Hacia la herencia inagotable
ECLESALIA, 27/04/16.- uando palpa uno su perdición y recapacita sobre ella, aún tiene un último recurso de salvación eterna: la esperanza en Dios acogedor (Lc 15,16-20 y 23,39-43). Parece que sería sensato alimentar esa esperanza a lo largo de la vida, aunque sólo fuere “la del por si acaso” (Ver mi escrito “Insospechable Magnitud de la Respuesta Divina”), procediendo en el día a día de acuerdo sólo con su palabra.
“Sólo con su palabra”, porque es de Él de quien se espera la salvación y no de ninguno otro. Esto lo creo diáfano y asequible a todos. Lo dificultoso para muchos es discernir con seguridad la palabra auténtica de Dios. Porque Él nos habla siempre a través de emisarios, y porque es escurridiza la garantía de disponer de esa condición todos los que se nos presentan como tales y, más aun, la de gozar de ella en todo lo que trasmiten como palabra divina.

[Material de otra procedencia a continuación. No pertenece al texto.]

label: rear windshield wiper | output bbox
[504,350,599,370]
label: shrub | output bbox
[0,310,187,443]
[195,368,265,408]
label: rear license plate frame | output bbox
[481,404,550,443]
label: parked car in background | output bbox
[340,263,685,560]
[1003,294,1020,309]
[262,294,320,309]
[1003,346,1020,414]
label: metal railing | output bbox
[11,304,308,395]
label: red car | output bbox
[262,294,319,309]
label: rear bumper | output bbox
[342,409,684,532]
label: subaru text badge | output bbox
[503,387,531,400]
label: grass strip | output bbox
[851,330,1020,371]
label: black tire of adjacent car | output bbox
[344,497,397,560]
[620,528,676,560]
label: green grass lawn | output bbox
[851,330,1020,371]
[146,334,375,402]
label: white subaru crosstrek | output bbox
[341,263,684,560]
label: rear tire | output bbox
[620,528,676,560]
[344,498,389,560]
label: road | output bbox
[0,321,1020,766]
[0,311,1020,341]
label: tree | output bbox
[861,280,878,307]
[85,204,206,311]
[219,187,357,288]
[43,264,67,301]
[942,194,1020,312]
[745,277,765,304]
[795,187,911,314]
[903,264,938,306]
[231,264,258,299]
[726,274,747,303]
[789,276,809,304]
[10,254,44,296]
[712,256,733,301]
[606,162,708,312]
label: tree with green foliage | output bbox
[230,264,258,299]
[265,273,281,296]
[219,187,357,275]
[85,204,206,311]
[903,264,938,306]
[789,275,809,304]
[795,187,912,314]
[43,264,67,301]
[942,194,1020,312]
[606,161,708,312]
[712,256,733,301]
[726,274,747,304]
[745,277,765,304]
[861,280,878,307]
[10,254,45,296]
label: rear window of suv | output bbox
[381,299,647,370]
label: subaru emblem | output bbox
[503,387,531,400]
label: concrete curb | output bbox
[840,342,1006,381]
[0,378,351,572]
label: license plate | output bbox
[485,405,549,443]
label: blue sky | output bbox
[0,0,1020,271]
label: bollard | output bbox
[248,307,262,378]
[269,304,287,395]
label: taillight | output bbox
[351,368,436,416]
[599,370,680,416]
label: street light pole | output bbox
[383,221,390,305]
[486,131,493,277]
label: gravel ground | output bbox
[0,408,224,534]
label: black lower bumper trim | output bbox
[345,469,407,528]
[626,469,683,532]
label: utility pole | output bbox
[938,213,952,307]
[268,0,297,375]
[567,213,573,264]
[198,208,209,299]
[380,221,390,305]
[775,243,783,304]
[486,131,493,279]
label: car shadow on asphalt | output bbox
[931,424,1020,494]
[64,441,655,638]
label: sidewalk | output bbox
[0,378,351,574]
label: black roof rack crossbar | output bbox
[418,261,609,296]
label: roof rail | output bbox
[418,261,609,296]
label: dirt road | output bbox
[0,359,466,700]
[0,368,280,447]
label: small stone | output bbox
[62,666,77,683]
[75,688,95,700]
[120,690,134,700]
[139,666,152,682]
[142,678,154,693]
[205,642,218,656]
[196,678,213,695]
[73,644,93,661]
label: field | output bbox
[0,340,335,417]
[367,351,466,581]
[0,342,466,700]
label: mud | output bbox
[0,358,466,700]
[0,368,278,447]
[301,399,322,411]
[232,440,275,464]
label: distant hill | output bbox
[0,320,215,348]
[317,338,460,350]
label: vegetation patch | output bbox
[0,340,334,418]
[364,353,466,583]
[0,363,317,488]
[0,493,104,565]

En concreto: grande ha sido la cantidad de palabras condicionantes de la salvación eterna, que la propia Iglesia Católica ha catequizado durante siglos equivocadamente como divinas, entremezcladas con la que en verdad lo era. Lo certifica la poda que ella misma ha hecho desde Pío XII a nuestros días. Siempre sin alharaca o, a lo sumo, envuelta en muy razonable justificación. Pero así no se evita que se trate de aboliciones o revocaciones; sino que sólo se muestra la conveniencia de realizarlas.
Imposible recogerlas todas en escritos como éste. Con todo, recordaré unas cuantas que estando decretadas, supuestamente como digo en nombre de Dios, no sólo bajo penas eclesiásticamente remisibles, sino incluso bajo la de condenación eterna, han sufrido cambio o derogación. Así ha sucedido masivamente con motivo de la reforma litúrgica. Así también con preceptos de menor conexión temática entre sí, como santificar el propio día jueves de la Ascensión y el del Corpus; iluminar el sagrario con lamparilla de aceite de oliva; celebrar misa con dos velas de cera de abejas; observar rigurosamente todas las rúbricas del canon de la misa, incluso la “ahora” ridícula de no separar el celebrante los índices de los pulgares desde la consagración hasta después de la comunión; celebrar misa con acólito y que éste fuera de sexo masculino; guardar ayuno total desde las doce horas de la noche previa a comulgar; cumplir, salvo que se tuviera la bula, todos los días de ayuno y abstinencia del año; no ordenar la incineración del propio cadáver ni colaborar en ninguna; no leer obra incluida en el Índice de Libros Prohibidos, ni tenerla o retenerla durante más de un mes aun sin leer; no omitir el subdiaconado antes de conferir las órdenes mayores; no exigir a todos los del rito latino el celibato para el diaconado, o para el ministerio presbiteral (ya no se exige para el de los presbíteros anglicanos convertidos al catolicismo). Y ultimísimamente, aunque de momento sólo en parte, no comulgar viviendo anómalamente la conyugalidad.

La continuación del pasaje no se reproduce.